A short description of my problem is as follows:
I developed a function that calls a CUDA kernel. My function receives a pointer to the host data buffers (input and output of kernel), and has no control over the allocation of these buffers.
–> It is possible that the host data was allocated with either of malloc or cudaHostAlloc. My function is not specifically told which allocation method was used.
The question is: what is a feasible way for my function to figure out whether the host buffers are pinned/page-locked (cudaHostAlloc) or not (regular malloc)?
The reason I am asking is that if they are not page-locked, I would like to use cudaHostRegister() to make them (the buffers) so, which renders them amenable for streams.
I have tried three ways which have failed:
1- Always apply cudaHostRegister(): this way breaks if the host buffers are already pinned
2- Run cudaPointerGetAttributes(), and if the return error is cudaSuccess, then the buffers are already pinned, nothing to do; else if cudaErrorInvalidValue, apply cudaHostRegister : for some reason this way results in the kernel execution returning an error
3- Run cudaHostGetFlags(), and if return is not a success, then apply cudaHostRegister : same behavior as 2-.
In the case of 2- and 3-, the error is “invalid argumentn”
Note that my code currently is not using streams, rather always calls cudaMemcpy() for the entire host buffers. If I do not use any of the three above ways, my code runs to completion, regardless of whether the host buffer is pinned or not.
Any advice?
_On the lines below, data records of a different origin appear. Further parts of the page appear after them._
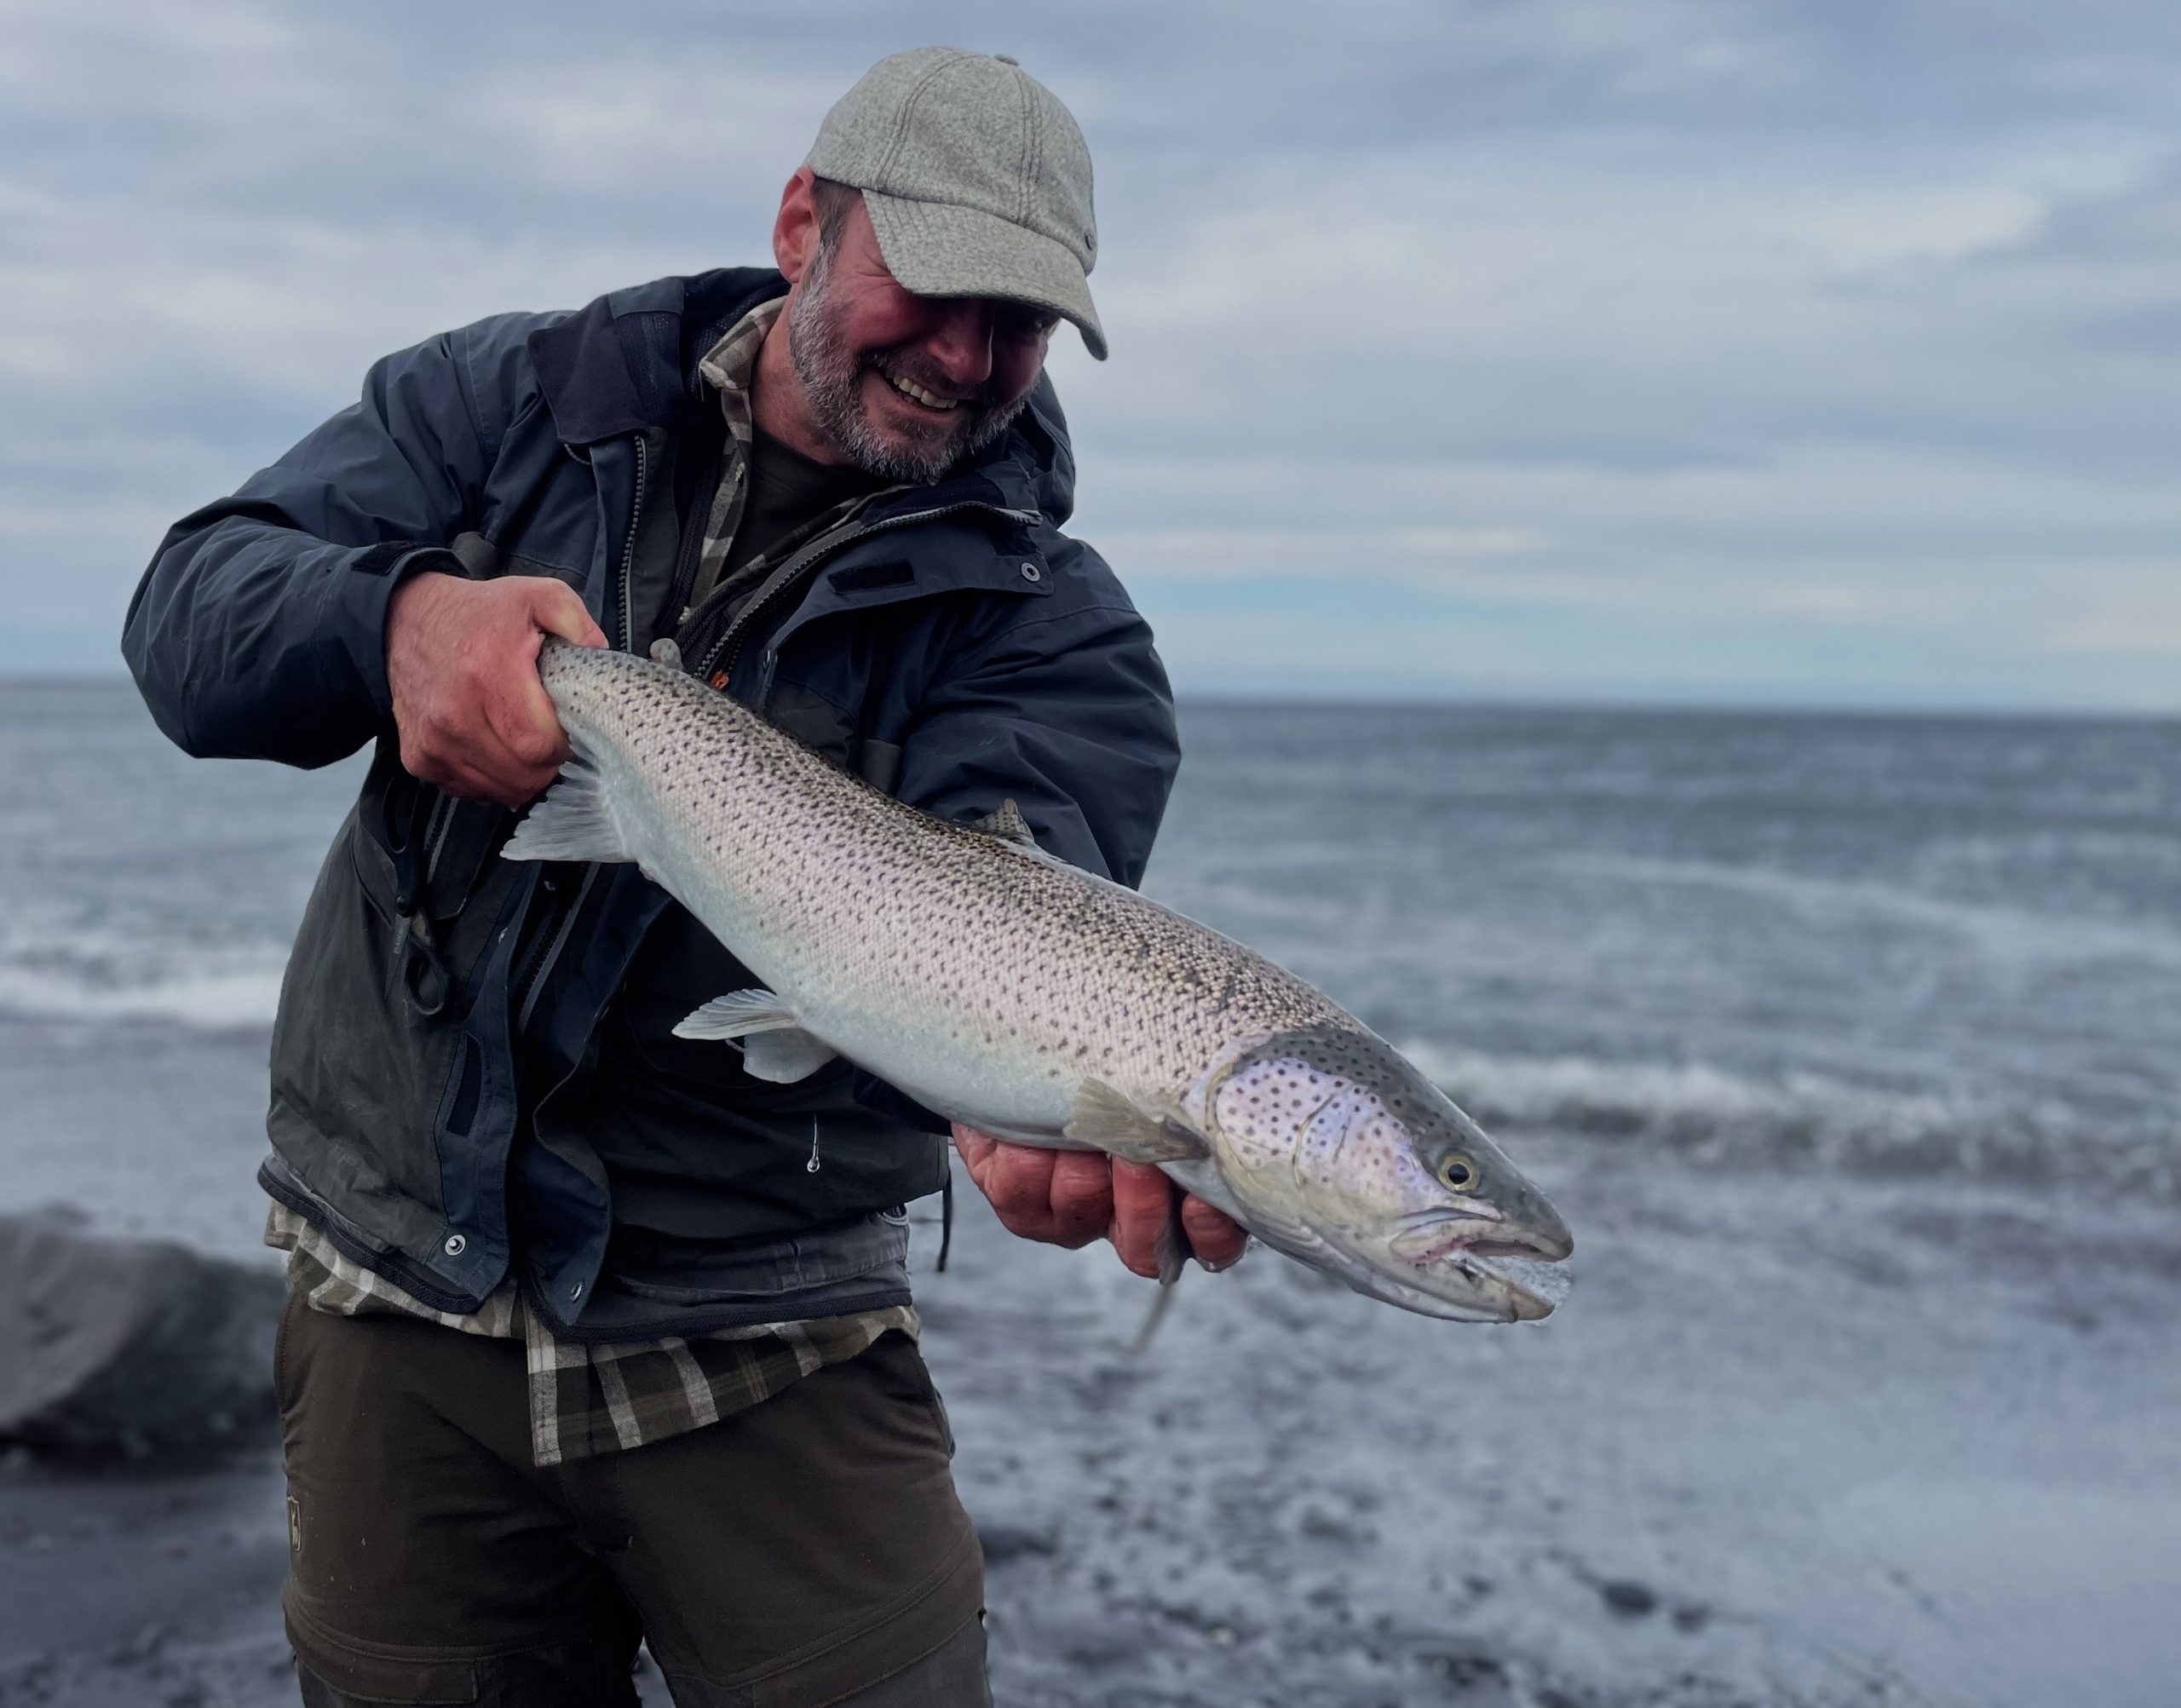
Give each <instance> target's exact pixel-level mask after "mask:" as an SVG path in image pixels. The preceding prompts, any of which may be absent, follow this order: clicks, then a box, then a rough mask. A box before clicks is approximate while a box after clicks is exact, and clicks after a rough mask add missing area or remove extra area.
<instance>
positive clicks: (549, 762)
mask: <svg viewBox="0 0 2181 1708" xmlns="http://www.w3.org/2000/svg"><path fill="white" fill-rule="evenodd" d="M547 635H558V637H561V639H565V641H574V643H576V646H604V643H606V637H604V635H602V633H600V628H598V624H595V622H591V613H589V611H585V609H582V600H580V598H578V596H576V591H574V589H571V587H567V585H565V582H558V580H552V578H550V576H502V578H499V580H462V578H460V576H441V574H432V572H425V574H421V576H410V578H408V580H406V582H401V587H397V589H395V596H393V602H390V604H388V606H386V685H388V687H390V689H393V694H395V729H399V731H401V766H403V768H406V770H408V772H410V777H421V779H423V781H425V783H438V785H441V787H443V790H447V792H449V794H462V796H471V798H478V801H497V803H499V805H504V807H519V805H523V801H530V798H532V796H534V794H537V792H539V790H543V787H545V785H547V783H550V781H552V777H554V772H556V770H558V768H561V761H563V759H567V737H565V735H563V733H561V720H558V718H554V711H552V700H547V698H545V689H543V687H541V685H539V670H537V659H539V646H543V643H545V637H547Z"/></svg>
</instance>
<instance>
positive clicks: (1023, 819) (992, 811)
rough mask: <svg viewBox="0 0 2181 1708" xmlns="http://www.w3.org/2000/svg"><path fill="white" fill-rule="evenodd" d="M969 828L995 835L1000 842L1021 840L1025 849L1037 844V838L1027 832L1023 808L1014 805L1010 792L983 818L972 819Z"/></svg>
mask: <svg viewBox="0 0 2181 1708" xmlns="http://www.w3.org/2000/svg"><path fill="white" fill-rule="evenodd" d="M971 829H973V831H984V833H986V835H997V838H999V840H1001V842H1021V844H1023V846H1027V849H1036V846H1038V838H1036V835H1032V833H1029V820H1027V818H1023V809H1021V807H1016V805H1014V796H1012V794H1010V796H1008V798H1005V801H1001V803H999V809H997V811H988V814H986V816H984V818H977V820H973V822H971Z"/></svg>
Many thanks in advance.
I am not quite sure but I seem to recall that cudaMemcpyAsync() automatically falls back to cudaMemcpy() if the host buffer is not pinned. If confirmed, wouldn’t this provide sufficient robustness for code that uses streams in conjunction with cudaMemcpyAsync()?
In principle, as far as I can tell, yes – cudaMemcpuAsync() would provide enough robustness. Will give it a shot; thanks!
One caveat is that without streams, I am getting a performance boost out of cudaHostRegister() (~1.5X speedup). In essence, it seems like using cudaHostRegister() does provide some benefits.
Note that reverting to method 3- above, the program runs to completion, and I get the expected results back. To do so, I am simply not checking the return value of cudaGetLastError() after the kernel call. Any advice on this matter too would help.
transfers with pinned memory are often faster than with non-pinned memory. counteracting this, the registration time usually outweighs any time benefit from a single transfer. But if the buffer is used repeatedly, registering it will give a net improvement in overall execution time for these calls (alloc/registration + cudaMemcpy).
this question was cross-posted here:
and an explanation is given there for the error behavior.
Looking at just the time for the transfers themselves, shouldn’t transfers from pinned memory always be faster?
With pinned memory, the GPU’s DMA engine can pull the data straight from the host’s system memory based on the known physical address, for as large a block size as has been pinned. Without pinning the host buffer, the contents of the host memory is first copied (at system memory transfer rates) to a pinned buffer of limited size allocated by the driver, and DMAed from there. In addition to the additional copy operation in system memory, large transfers may be broken into multiple smaller ones to account for the limited buffer size.